Immunomedics, Inc. IMMU, a
biopharmaceutical company primarily focused on the development of monoclonal
antibody-based products for the targeted treatment of cancer, autoimmune and
other serious diseases, today reported that small, repeated doses of
epratuzumab labeled with the radioisotope, yttrium-90 (^90Y), demonstrated
therapeutic activity in 2 clinical trials in patients with aggressive
non-Hodgkin lymphoma (NHL).
Epratuzumab is a humanized antibody that binds to the CD22 receptor on B
cells. In various clinical trials, epratuzumab was found to be active as an
unlabeled antibody in patients with NHL or lupus. Previous clinical studies
have also demonstrated that repeated administration of small doses of
^90Y-epratuzumab are tolerable in NHL patients and produced high rates of
durable responses.
Despite recent advances in the use of antibody for the management of NHL,
aggressive NHLs have proven to be more resistant to currently approved
antibody therapies unless they are combined with chemotherapy. Diffuse large
B-cell lymphoma (DLCBL) is the most common type of aggressive NHL, with
approximately 20,000 new patients diagnosed each year in the United States.
The standard-of-care for DLBCL is combining the anti-CD20 antibody, rituximab,
with the CHOP chemotherapy regimen, or R-CHOP. However, elderly patients who
fail R-CHOP have a poor outcome. Due to advanced age, chemo-resistant disease,
and/or concurrent co-morbid medical conditions, a significant percentage of
these patients are not eligible for high-dose salvage therapy or stem cell
transplant.

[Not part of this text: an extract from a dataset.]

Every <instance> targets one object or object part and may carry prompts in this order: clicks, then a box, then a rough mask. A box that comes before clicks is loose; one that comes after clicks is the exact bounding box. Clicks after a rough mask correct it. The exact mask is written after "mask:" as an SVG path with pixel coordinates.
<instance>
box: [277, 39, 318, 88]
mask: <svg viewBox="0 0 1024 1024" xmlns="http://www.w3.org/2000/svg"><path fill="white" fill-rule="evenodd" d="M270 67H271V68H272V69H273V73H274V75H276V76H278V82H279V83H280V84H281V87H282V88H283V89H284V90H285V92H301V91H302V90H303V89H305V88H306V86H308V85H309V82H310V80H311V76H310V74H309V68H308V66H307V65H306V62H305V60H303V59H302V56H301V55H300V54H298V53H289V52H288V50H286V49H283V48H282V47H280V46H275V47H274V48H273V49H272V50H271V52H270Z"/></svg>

Consequently, there is a need for alternative therapy for
high-risk patients with a lower chance of being cured with standard R-CHOP.
An innovative approach for NHL therapy that the Company and its outside
collaborators are developing is to combine antibody-directed radiation therapy
using ^90Y-epratuzumab with antibody therapy targeting a different antigen.

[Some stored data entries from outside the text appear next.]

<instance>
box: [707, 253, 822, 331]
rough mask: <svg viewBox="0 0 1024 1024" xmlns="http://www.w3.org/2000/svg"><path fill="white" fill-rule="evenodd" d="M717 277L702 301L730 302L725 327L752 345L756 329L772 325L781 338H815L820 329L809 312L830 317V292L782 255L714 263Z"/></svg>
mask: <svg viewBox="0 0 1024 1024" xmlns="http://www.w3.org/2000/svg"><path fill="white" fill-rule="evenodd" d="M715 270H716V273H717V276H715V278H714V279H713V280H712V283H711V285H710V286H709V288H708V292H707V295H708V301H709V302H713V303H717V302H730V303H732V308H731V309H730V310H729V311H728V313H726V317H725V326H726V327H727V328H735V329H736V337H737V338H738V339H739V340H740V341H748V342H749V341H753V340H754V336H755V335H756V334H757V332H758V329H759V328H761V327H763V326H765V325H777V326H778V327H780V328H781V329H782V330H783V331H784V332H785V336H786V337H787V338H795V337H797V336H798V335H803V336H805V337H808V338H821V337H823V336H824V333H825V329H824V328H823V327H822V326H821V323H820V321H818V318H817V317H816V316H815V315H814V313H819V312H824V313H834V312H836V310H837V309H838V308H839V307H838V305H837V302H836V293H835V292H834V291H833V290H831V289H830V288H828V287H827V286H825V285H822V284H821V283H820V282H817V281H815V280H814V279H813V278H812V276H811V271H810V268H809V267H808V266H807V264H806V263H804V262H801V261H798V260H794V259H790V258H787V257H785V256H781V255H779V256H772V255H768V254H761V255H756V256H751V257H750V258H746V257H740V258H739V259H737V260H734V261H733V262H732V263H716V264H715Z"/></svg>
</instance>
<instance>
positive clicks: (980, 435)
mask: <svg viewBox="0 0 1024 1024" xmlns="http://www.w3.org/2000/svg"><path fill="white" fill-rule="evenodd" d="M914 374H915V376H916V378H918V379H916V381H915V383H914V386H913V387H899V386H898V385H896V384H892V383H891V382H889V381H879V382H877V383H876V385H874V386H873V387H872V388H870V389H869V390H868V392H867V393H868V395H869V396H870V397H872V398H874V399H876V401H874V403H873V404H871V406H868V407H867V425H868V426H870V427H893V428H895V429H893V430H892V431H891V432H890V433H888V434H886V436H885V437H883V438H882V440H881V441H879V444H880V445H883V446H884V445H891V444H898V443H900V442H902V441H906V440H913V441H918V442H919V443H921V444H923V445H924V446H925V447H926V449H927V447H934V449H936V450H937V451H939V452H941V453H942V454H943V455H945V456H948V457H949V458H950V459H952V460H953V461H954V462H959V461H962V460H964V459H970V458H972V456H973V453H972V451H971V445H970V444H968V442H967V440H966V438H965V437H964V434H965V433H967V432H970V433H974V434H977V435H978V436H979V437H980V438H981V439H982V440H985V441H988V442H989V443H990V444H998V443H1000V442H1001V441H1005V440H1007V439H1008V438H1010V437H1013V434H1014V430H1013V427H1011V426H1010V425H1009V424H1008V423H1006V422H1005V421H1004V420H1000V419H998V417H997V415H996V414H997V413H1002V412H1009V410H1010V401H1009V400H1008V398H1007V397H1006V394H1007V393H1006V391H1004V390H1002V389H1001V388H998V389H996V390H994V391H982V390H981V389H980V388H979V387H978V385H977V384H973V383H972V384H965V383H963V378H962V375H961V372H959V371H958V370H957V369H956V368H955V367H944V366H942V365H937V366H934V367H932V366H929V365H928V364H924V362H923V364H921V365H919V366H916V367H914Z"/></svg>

Since the two antibodies bind to two distinct antigens and do not cross-block
each other, this concept may offer more synergy than current NHL
radioimmunotherapy that employs unlabeled antibody targeting the same B-cell
antigen.
Updated results from a multicenter Phase II trial sponsored by the French LYSA
study group were reported in an oral presentation at this year's ASH Annual
Meeting by Pierre Soubeyran, MD, PhD, of the Bergonié Cancer Institut,
Bordeaux, France. The goal of this open-label study is to evaluate
^90Y-epratuzumab given in small doses as consolidation therapy after R-CHOP in
previously untreated elderly patients with advanced DLBCL. Primary end-point
of the study is 2-year event-free survival (EFS).
At the time of reporting, a total of 75 patients between the ages of 60 and 80
years had been enrolled to receive 6 cycles of R-CHOP therapy, with 61
patients eligible for 2 consolidation treatments of ^90Y-epratuzumab at 15
mCi/m^2.
Using the 1999 International Workshop for Response Criteria for NHL, the
overall response rate (ORR) after 6 cycles of R-CHOP therapy was 94.6%
(71/75), with 52 patients (69.3%) achieving a complete or unconfirmed complete
response (CR/CRu) and 19 patients (25.3%) reporting a partial response (PR).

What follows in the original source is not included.